Dear Andrew,

My name’s Agency, and I’m in a tricky relationship. Client and I have been together for several years, and while everything wasn’t always perfect, lately things have become increasingly complicated. The trust we once had seems to have gone, and it seems like we’re no longer on the same side. Most of our arguments seem to centre around money. What should I do?

Confused, Sydney

Well, Confused, from what I’ve heard from plenty of others, you’re not alone. Relationships are under pressure everywhere at the moment. Advertising firms and clients that have shared long-term plans together now seem to be turning on each other at an increasing rate. Money seems to sit at the centre of many of the arguments, but, as is often the case, this may just be the catalyst for exploring deeper issues in the relationship.

On the one hand, Agency, you have to accept much of the blame – you’ve been benefiting sweetly from the relationship for years, and you’ve often taken advantage of the pressures on Client. You seemed to be constantly on the hunt for opportunities to extract more from him when you should have kept quiet, done your bit, and accepted that sometimes, that’s just the way things go. If you are being honest with yourself, you’ll have to admit that there were times when you contributed very little and demanded much in return. Often you assumed that Client was unaware that you weren’t spending as much time on the relationship as you claimed; perhaps he was just willing to let the little things slide in favour of keeping the overall relationship running smoothly. You don’t score any points for capitalising on this.

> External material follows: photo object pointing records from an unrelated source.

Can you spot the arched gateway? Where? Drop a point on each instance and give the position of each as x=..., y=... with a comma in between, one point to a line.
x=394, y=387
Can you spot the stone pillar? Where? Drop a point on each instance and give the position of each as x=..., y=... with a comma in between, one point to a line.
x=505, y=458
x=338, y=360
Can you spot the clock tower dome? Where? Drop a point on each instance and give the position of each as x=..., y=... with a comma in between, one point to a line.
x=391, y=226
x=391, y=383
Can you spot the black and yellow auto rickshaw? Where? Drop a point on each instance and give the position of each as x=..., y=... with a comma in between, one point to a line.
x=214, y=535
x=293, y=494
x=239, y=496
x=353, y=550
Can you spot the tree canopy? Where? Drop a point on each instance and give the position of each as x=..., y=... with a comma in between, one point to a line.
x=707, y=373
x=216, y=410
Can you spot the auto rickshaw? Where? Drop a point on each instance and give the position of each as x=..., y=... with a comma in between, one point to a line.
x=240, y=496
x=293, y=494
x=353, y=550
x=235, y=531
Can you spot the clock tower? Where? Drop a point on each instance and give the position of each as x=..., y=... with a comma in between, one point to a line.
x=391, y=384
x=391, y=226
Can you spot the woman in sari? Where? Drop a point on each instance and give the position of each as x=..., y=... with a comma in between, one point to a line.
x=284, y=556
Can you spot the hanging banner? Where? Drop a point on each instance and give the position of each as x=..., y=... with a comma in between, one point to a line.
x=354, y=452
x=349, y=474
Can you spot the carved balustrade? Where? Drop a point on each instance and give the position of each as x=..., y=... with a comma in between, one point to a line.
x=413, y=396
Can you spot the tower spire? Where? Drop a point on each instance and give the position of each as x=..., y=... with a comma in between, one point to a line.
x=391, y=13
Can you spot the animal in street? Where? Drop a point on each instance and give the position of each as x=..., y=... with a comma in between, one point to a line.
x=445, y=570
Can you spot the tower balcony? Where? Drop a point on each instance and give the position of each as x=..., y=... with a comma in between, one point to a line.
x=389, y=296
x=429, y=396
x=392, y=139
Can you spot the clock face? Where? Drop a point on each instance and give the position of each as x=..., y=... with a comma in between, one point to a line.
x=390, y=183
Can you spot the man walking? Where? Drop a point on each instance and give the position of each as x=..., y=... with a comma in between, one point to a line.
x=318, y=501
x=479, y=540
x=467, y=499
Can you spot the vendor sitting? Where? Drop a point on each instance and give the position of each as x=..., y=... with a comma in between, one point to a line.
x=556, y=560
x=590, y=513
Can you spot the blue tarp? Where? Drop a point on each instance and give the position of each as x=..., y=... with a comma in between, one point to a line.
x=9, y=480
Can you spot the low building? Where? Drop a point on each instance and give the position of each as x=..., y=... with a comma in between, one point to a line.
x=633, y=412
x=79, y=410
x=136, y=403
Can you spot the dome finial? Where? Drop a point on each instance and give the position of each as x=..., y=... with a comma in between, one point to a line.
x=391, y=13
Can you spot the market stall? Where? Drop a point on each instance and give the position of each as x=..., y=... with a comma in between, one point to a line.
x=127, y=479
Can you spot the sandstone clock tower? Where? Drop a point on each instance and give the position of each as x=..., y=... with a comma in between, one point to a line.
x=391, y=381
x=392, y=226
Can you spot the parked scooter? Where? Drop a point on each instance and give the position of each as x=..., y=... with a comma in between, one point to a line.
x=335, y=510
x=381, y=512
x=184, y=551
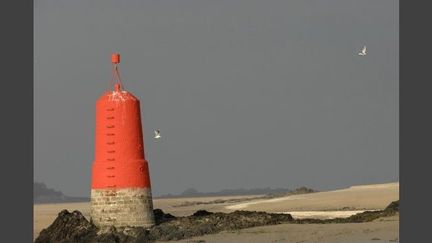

In your defence though, Client could have spoken up sooner. If Client believed that he was being asked to pay too much for too little return, then he probably should have said so sooner. Waiting until it all boils over and unleashing such accusations in one big torrent – supposedly justified by prevailing external circumstances – doesn’t seem entirely fair. Problems such as these should be addressed in small steps along the way – it’s better for both parties and helps keep the air clear for positive conversation.

You may also have found lately that Client has been blame-shifting, projecting responsibility onto you for things that are clearly outside your control. Now, be careful about this issue: you don’t have to take it lying down, but you do need to remember to respond and not react, and to focus on how you can both move forward together rather than on who is or isn’t to blame.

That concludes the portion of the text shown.